Sintang (Antara Kalbar) - Sudah dua tahun ini Raperda Perubahan RTRW Sintang belum juga kelar. Sampai sekarang, Raperda Perubahan RTRW Sintang masih digantung oleh Kementerian Kehutanan RI. Akibatnya, sejumlah rencana pembangunan di Kabupaten Sintang seperti pembangunan sekolah, Puskesdes dan jalan menjadi gagal.

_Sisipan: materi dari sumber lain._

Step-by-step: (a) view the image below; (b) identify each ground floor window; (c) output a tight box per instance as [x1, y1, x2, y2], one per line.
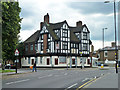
[28, 57, 30, 64]
[35, 57, 38, 64]
[40, 57, 42, 64]
[59, 56, 66, 64]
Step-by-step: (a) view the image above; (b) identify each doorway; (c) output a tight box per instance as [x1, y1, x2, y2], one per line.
[55, 58, 58, 65]
[32, 59, 34, 65]
[47, 58, 50, 65]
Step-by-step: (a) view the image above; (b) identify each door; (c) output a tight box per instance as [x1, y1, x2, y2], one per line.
[47, 58, 50, 65]
[72, 59, 75, 64]
[55, 58, 58, 65]
[32, 59, 34, 65]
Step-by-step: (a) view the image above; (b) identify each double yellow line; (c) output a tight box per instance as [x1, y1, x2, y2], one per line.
[76, 78, 96, 90]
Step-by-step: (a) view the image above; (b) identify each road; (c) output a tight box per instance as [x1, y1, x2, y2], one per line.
[2, 68, 116, 89]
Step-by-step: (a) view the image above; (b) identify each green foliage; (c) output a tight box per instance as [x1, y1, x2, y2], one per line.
[2, 2, 22, 62]
[16, 42, 24, 58]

Wakil Ketua Dewan Perwakilan Rakyat Daerah (DPRD) Kabupaten Sintang, Teri Ibrahim usai kegiatan konsultasi publik penyempurnaan RTRW Kabupaten Sintang, pada Jumat (30/1), sangat berharap pembahasan RTRW kali ini ada hasilnya. “Masyarakat selama ini tahu, jangankan lahan mereka untuk berkebun, di halaman rumah bahkan di bawah kolong sendiri juga menjadi kawasan hutan lindung,” ujarnya.

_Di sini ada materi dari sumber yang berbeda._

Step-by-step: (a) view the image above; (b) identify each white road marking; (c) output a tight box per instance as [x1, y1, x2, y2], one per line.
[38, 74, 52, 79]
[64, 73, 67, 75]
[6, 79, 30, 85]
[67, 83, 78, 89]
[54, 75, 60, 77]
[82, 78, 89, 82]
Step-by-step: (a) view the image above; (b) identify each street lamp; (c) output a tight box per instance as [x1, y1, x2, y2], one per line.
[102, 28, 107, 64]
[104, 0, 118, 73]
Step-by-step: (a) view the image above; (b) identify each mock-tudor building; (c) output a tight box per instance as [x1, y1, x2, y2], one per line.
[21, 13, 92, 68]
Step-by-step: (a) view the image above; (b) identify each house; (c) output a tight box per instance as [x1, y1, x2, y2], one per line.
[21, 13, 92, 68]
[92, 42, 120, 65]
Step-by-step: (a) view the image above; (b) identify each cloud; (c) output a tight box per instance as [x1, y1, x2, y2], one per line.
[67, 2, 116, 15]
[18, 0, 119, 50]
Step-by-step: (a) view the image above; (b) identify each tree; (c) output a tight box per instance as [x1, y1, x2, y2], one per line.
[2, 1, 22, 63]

Kondisi ini, kata dia, akhirnya membuat masyarakat menjadi kecewa terhadap pemerintah. Dia berharap Raperda RTRW Kabupaten Sintang kali ini  bisa mengakomodir kepentingan masyarakat. “Saya tidak ingin persoalan RTRW ini menjadi polemik ke depannya,” tegasnya.

Sementara Bupati Sintang, Milton Crosby mengakui sudah bertahun-tahun Raperda RTRW Kabupaten Sintang belum juga tuntas. Penyebabnya, kata dia, karena banyaknya aturan yang berubah. Apalagi dengan dikeluarkannya Keputusan Menteri Kehutanan RI yang baru. “Kami harus merevisi kembali pola ruang dan tata ruang yang belum nyambung,” ungkapnya.

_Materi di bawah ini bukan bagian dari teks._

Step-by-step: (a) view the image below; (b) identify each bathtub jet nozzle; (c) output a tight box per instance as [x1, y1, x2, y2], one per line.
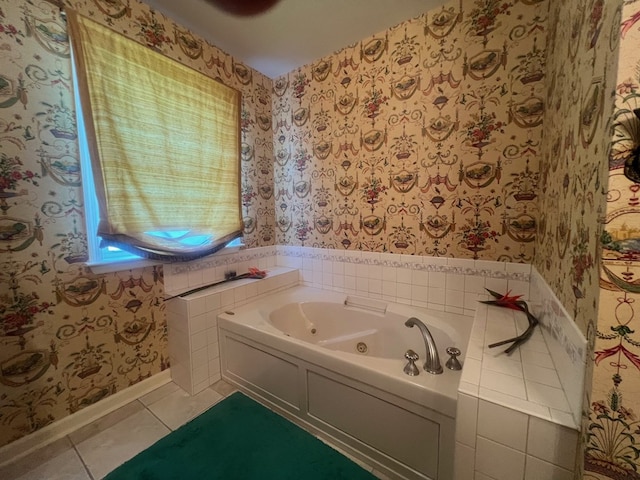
[405, 317, 443, 375]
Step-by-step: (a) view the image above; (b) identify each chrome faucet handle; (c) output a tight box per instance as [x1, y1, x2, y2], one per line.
[403, 349, 420, 376]
[445, 347, 462, 370]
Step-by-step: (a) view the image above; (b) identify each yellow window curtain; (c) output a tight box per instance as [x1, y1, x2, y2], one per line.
[67, 10, 241, 261]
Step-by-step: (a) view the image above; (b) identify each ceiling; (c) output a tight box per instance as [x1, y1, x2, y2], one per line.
[144, 0, 447, 78]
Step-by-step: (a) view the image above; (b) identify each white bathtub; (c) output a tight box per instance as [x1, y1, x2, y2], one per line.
[218, 285, 472, 480]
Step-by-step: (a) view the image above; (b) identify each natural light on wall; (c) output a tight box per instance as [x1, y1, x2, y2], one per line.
[67, 10, 242, 264]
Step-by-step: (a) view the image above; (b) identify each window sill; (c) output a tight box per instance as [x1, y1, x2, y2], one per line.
[86, 258, 160, 274]
[85, 243, 245, 275]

Dikatakan Milton, tata ruang dianggap belum nyambung karena ada pemanfaatannya yang tidak berpihak pada masyarakat. Salah satunya, dari 81 desa masih ada 46 desa yang belum dikeluarkan dari kawasan hutan. Padahal—tegas Milton—itu memang hak masyarakat di daerah. Dia mengungkapkan sejumlah desa yang belum dikeluarkan dari kawasan hutan berada di Ketungau Hulu, Ketungau Tengah, Serawai dan Ambalau.

Milton mengharapkan Raperda RTRW Kabupaten Sintang ini setelah diperdakan bisa mengakomodir hak-hak masyarakat seperti hak ulayat dan yang berkaitan kepentingan kebudayaan. “Supaya nanti pembangunan ke depan itu ada kepastian hukumnya untuk masyarakat dan dunia usaha,” tuturnya.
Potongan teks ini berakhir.